As Donald Trump’s administration continues its mass deportation push, more than 56,000 people are being held in immigration detention, the highest level in years and what may be an all-time record.
There were 56, 397 people in immigrant detention as over June 15, according to a Syracuse University database. Internal government data obtained by CBS News suggests an even higher figure, with roughly 59,000 immigrants behind bars — or 140 percent of the agency’s ostensible capacity to hold them.
The figures top both the 39,000 people held in the final days of Joe Biden’s administration, and the previous recent record of 55,654 in August 2019, set during the first Trump administration.
Among those in detention now, 47 percent have no criminal record whatsoever, and fewer than 30 percent have been convicted of crimes, according to analysis from The Independent.

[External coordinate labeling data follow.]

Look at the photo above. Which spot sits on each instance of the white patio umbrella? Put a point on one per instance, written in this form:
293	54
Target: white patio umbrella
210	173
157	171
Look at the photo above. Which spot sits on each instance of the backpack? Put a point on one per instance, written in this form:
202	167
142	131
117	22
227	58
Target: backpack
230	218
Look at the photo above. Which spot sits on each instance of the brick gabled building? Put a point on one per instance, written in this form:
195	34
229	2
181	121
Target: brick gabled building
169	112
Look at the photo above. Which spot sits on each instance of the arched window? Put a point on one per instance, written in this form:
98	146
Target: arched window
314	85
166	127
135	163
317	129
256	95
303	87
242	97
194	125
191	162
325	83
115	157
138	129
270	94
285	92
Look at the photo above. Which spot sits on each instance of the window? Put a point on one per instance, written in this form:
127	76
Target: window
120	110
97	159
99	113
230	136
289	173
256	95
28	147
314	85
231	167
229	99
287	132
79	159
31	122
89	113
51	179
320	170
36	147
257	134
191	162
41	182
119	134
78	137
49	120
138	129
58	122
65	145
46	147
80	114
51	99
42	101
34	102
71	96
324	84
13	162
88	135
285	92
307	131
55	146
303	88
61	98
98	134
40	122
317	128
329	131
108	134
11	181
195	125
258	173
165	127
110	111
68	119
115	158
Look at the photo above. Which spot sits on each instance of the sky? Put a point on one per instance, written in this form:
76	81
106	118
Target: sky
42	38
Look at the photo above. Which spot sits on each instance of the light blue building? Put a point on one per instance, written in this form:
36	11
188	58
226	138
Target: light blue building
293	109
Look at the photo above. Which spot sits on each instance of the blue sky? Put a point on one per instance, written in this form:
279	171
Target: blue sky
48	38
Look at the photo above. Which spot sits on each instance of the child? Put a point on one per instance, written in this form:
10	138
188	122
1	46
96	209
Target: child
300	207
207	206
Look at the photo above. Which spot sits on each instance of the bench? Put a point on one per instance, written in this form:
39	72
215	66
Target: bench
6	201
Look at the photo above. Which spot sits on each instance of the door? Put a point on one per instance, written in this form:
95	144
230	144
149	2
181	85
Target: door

The Trump administration has achieved these staggering figures by both shifting tactics and major resources to immigration enforcement.
One key plank has been aggressive legal maneuvering, declaring the United States under “invasion” from foreign gang members, now labelled “terrorists” as a means to invoke emergency powers like the Alien Enemies Act to summarily deport accused members of the Venezuelan gang Tren de Aragua.
The administration also revoked temporary legal status granted to more than 800,000 immigrants who fled violence, disasters and instability in countries like Cuba, Haiti, Nicaragua, and Venezuela.
The White House has also rolled back protections barring immigration arrests at sensitive locations like churches and bumped up the pace of immigration raids in the interior of the country, with more than 70 percent of detainees being arrested outside of border areas, per the CBS data.
Those arrests have ranged from mass operations in Home Depot parking lots to nationwide arrests at courthouses and immigration check-ins with federal officials.
To carry out its immigration powers, the administration has tapped resources from other agencies, including deploying federal troops to Los Angeles over the objections of California officials in response to widespread protests against immigration raids, directing federal law enforcement like the FBI and DEA to focus on immigration, and expanding partnerships with local police departments and jails to pursue and detain undocumented immigrants.
Even this frenetic pace of enforcement, with officials notching roughly 1,200 arrests per day in June, looks set to expand.
White House deputy chief of staff Stephen Miller and Homeland Security Secretary Kristi Noem have reportedly urged immigration officials to hit 3,000 arrests per day.
Immigration and border enforcement already make up two-thirds of federal law enforcement spending, and the Trump administration’s so-called “Big, Beautiful Bill” spending package could direct another $168 billion towards immigration and border law enforcement over the next five years, an unprecedented increase.
After briefly flirting with an enforcement pause on undocumented immigrants working in agriculture and hospitality, the administration has said it will continue worksite raids.
Trump’s allies, such as Republican leadership in Florida, have also joined the effort. The Sunshine State is reclaiming public land in the Everglades to build “Alligator Alcatraz” to detain thousands of immigrants. The project is expected to cost roughly $450 million a year to operate.
The push to expand immigration operations has alarmed critics and observers, who say the nation’s immigration detention system’s long record of poor conditions and medical neglect is only getting worse under this pressure.
“The number of people in ICE detention is a grim indicator of Trump’s cruel mass detention and deportation agenda at work, targeting people based on where they work and what they look like, destabilizing communities, separating families, and putting people’s lives at risk,” Setareh Ghandehari, advocacy director at Detention Watch Network, said in a statement to The Independent.
“At least 10 people have died in ICE custody since Trump was inaugurated,” she added.
The arrest spree has also strained ICE’s existing budget. The agency is reportedly $1 billion over its annual budget and set to run out of allocated funds as soon as next month.